Heinrich Sutermeister Romeo und Julia Suite u.a. (OehmsClassics )
Heinrich Sutermeister Romeo und Julia Suite u.a. (OehmsClassics )

Der Schweizer Beitrag zur Musik des 20. Jahrhunderts sind drei fabelhafte Komponisten und eine heute fast unbekannte Größe. Die drei fabelhaften Komponisten sind mittlerweile hinreichend gewürdigt und auf CD präsent: Othmar Schoeck, Frank Martin und Arthur Honegger. Die unbekannte Größe ist Heinrich Sutermeister.

Sutermeister (1910-1995) merkt man in seinen frühen Werken den Schüler Carl Orffs an. Die Oper "Die schwarze Spinne" ist ganz in der Nähe zu Orffs "Mond" angesiedelt, die Gryphius-Chöre greifen den Tonfall von Orffs Werfel- und Brecht-Kantaten auf. Selbst Sutermeisters erfolgreichste Oper, "Raskolnikoff", klingt, als hätten Orff und Verdi eine Gemeinschaftsarbeit versucht.

Nach 1945 war Sutermeister einer der meistgespielten deutschsprachigen Opernkomponisten - nur die Schallplatten- und CD-Aufnahmen blieben aus. Gerade einmal die frühe "Romeo und Julia"-Oper, in der sich orffische Untertöne mit romantischen Farben mischen, und die "Spinne" lagen vor.

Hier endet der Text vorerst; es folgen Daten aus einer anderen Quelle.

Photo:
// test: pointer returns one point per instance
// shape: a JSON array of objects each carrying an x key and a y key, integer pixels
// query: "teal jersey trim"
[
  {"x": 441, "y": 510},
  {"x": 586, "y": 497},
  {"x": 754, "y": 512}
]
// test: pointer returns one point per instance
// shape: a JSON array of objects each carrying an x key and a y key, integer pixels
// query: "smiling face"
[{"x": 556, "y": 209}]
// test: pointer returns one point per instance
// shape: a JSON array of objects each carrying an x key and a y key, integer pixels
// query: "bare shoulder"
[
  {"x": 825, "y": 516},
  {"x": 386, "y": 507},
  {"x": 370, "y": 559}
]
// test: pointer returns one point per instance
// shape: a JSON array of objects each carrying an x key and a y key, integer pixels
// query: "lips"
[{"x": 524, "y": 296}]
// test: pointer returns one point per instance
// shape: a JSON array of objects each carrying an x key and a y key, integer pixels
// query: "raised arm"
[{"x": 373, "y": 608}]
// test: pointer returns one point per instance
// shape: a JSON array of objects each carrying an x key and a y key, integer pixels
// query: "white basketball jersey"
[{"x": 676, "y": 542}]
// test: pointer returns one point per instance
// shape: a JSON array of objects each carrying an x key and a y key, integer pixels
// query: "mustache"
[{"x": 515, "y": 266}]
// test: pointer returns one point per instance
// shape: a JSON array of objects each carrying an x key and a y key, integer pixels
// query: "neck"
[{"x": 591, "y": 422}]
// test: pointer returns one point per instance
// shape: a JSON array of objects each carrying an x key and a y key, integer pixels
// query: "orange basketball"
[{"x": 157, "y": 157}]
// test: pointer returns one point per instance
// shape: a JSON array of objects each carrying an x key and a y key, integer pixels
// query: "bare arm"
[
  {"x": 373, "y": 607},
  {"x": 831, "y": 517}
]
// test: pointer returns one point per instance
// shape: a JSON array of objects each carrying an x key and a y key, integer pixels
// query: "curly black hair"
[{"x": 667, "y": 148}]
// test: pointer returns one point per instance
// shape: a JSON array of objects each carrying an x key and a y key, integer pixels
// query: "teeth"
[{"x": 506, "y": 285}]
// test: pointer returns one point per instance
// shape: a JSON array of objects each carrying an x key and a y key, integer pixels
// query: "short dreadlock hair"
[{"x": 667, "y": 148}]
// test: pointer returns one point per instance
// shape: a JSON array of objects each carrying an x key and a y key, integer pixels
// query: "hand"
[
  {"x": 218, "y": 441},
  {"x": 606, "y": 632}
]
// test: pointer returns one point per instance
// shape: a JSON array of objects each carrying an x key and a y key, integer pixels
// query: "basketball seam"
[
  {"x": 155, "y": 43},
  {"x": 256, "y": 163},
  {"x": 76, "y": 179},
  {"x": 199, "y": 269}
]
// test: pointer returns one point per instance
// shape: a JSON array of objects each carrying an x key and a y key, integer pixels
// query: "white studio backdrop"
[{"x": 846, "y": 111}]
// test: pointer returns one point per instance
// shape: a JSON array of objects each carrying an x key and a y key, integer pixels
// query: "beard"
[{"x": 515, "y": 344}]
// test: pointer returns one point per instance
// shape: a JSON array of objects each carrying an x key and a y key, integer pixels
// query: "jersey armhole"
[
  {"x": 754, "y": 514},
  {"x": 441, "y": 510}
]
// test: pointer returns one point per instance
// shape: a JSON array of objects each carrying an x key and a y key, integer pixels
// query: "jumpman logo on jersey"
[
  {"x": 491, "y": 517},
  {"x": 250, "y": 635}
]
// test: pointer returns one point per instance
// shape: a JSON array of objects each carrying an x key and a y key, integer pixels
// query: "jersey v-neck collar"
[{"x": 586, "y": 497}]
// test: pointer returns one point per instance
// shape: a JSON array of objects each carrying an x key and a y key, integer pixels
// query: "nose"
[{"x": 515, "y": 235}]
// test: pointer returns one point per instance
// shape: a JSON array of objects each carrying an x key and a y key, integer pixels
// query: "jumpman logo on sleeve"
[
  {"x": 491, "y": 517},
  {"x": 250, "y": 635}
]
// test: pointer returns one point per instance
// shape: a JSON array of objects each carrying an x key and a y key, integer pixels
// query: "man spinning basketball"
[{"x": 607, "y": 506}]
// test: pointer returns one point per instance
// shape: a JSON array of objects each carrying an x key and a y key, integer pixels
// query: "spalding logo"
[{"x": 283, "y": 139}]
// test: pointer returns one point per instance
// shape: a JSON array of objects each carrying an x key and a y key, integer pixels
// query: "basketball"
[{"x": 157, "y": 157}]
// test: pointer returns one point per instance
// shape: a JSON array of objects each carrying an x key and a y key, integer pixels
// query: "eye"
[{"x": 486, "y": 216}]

Nun ist endlich die erste CD der Gesamteinspielung von Sutermeisters Orchesterwerken erschienen, und das mit prominenten Kräften, als da wären das Royal Philharmonic Orchestra unter dem Dirigenten Rainer Held. Mit Spannung hofft man auf die Begegnung mit einem jener Komponisten, die, wohl zu Recht, lange Zeit einen großen Namen hatten, aber nicht auf die Dauer Fuß fassen konnte. Man rechnet mit einer Entdeckung.

Und dann hört man diese Musik und weiß nicht recht, wie man reagieren soll. Einen Komponisten von solchem (wenngleich verblasstem) Renommee kann man schließlich nicht kopfschüttelnd übergehen.

Nun haben sich die meisten Schüler des singstimmenbezogenen Orff mit reiner Instrumentalmusik schwergetan, ob es Werner Egk war (der auf Strawinski-Modelle auswich) oder Wilhelm Killmayer oder Wilfried Hiller. Was aber Sutermeister liefert, ist geradezu entwaffnend in seiner Ästhetik der Beliebigkeit.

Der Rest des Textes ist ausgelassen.